オンライン(ティーチングペンダント)のプログラミング

簡単な調整を迅速に行うことができ、コントローラ上でプログラミングを直接実行できるものの、複雑なパスだと制限がある。操作者のスキルと視覚的判断に依存し、セル全体のシミュレーションが不十分で、実際のセルでのテストが必要となるため、ダウンタイムが増加することがある。

オフライン(CAM+シミュレーション)

デジタルツインで精密なパス生成と検証が可能だが、現実の世界におけるわずかな変動(取付オフセット、グリッパーの摩耗、固定具の傾き)により不一致が発生することがある。セルに関する変更は、オフィスに戻ってプログラムを再生成し、ロボットに転送してテストを行う必要があり、調整ごとにこのプロセスが繰り返される。

ENCY Hyperが上記の課題を解決する方法

ENCY Hyperは、デジタルツインシミュレーションとリアルタイムのロボット通信をタッチ操作に最適化された単一環境で統合し、オンラインとオフライン両方の手法の利点を維持する一方で、それぞれの制限事項を軽減する。

オンライン(ティーチングペンダント)の制限への対応

  • ポイントごとのティーチングなしでスケール可能。ピックアップの対象と配置場所を定義するだけで、Hyperがピックアンドプレース、パレタイジング、包装、組立などのルーチン作業の動作を生成・実行する。
  • 動作前に可視化。オンライン編集の応答性を維持しつつ、ロボットセル全体のシミュレーションを実現。生産用ハードウェアでの「ブラインドテスト」を回避する。
  • 安全かつ迅速なデバッグ。コントローラにコマンドをストリーミング送信し、ロボットとセンサーのフィードバックをリアルタイムで確認しながらステップを実行。即時停止と安全な再開が可能。

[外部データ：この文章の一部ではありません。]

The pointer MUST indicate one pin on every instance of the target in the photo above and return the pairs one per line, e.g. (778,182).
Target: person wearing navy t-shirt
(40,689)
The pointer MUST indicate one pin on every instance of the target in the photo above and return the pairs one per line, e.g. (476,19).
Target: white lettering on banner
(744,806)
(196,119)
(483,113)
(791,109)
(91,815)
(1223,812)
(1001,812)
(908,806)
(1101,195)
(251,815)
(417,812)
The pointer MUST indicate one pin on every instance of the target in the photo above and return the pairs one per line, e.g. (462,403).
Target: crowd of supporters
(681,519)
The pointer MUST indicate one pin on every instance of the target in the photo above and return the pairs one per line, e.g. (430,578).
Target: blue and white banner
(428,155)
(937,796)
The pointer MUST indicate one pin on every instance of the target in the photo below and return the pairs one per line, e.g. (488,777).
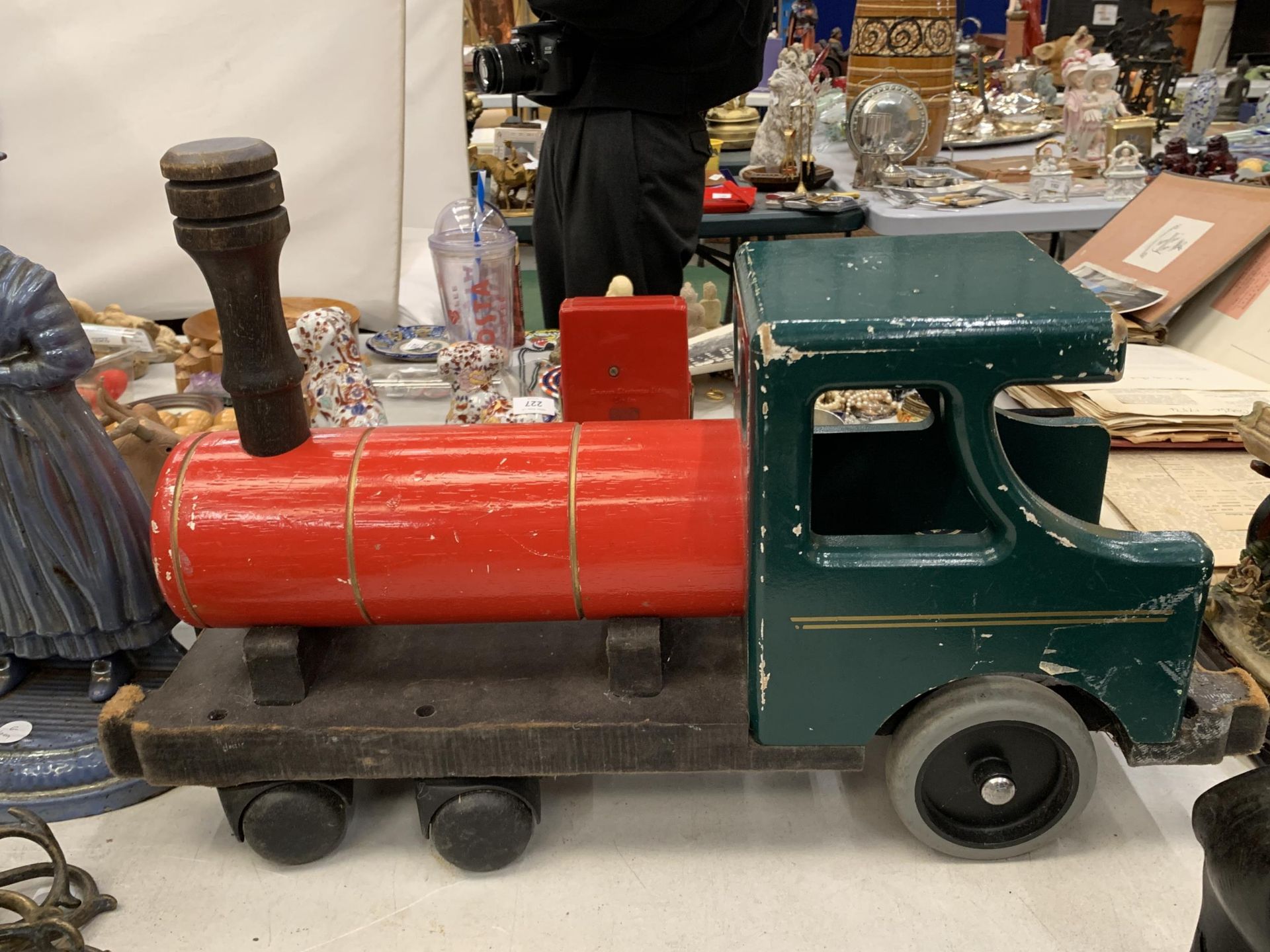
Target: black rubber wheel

オフライン(CAM+シミュレーション)の引き継ぎ問題を解消

  • オフィスとセル間を往復するループ作業を排除。ファイルのエクスポート・コピー・往復移動の代わりに、Hyperがプログラムをロボットに直接ストリーミング送信する。即時実行と現場での調整を実現。
  • デジタルツインと現実のギャップを解消。ポイント&確認方式のキャリブレーションを採用しているため、実際のピック/プレースポイントを数箇所示すだけで、Hyperがデジタルツインを更新し、残りを自動再計算する。
  • 衝突回避機能を内蔵。セルの調整中でもHyperが継続的に障害物を検知し、安全に編集ができるよう障害物回避パスを生成する。
  • 複数メーカーに対応する単一インターフェース。異なるベンダーのロボットのキャリブレーションやプログラミングが単一のUIで可能。プロセス変更なしでドライバー追加による対応範囲拡大を実現。
  • 簡易作業に最適な作業量。小規模な変更時には大掛かりなCAM再構築を省略し、リアルタイムのフィードバックで直接修正可能。

ENCY Hyperの適用範囲 ― 簡易作業から複雑な操作まで

ENCY Hyperのハイブリッドワークフローは、単純なセルから高度なツールパスまで適用可能で、デジタルツインの信頼性とセル上でのライブ実行を融合する。以下にその例の一部を挙げる。

簡易操作

ドリフト治具を用いた既存設備のパレタイジング(7軸のある6軸ロボット、パレタイズ/デパレタイズ)

プログラムをコントローラにストリーミングし、セルでレイヤーパターンを微調整。実際のピック/プレースポイント数点からオフセットを迅速に再校正。衝突チェックにより支柱やガード付近のクリアランス維持を支援。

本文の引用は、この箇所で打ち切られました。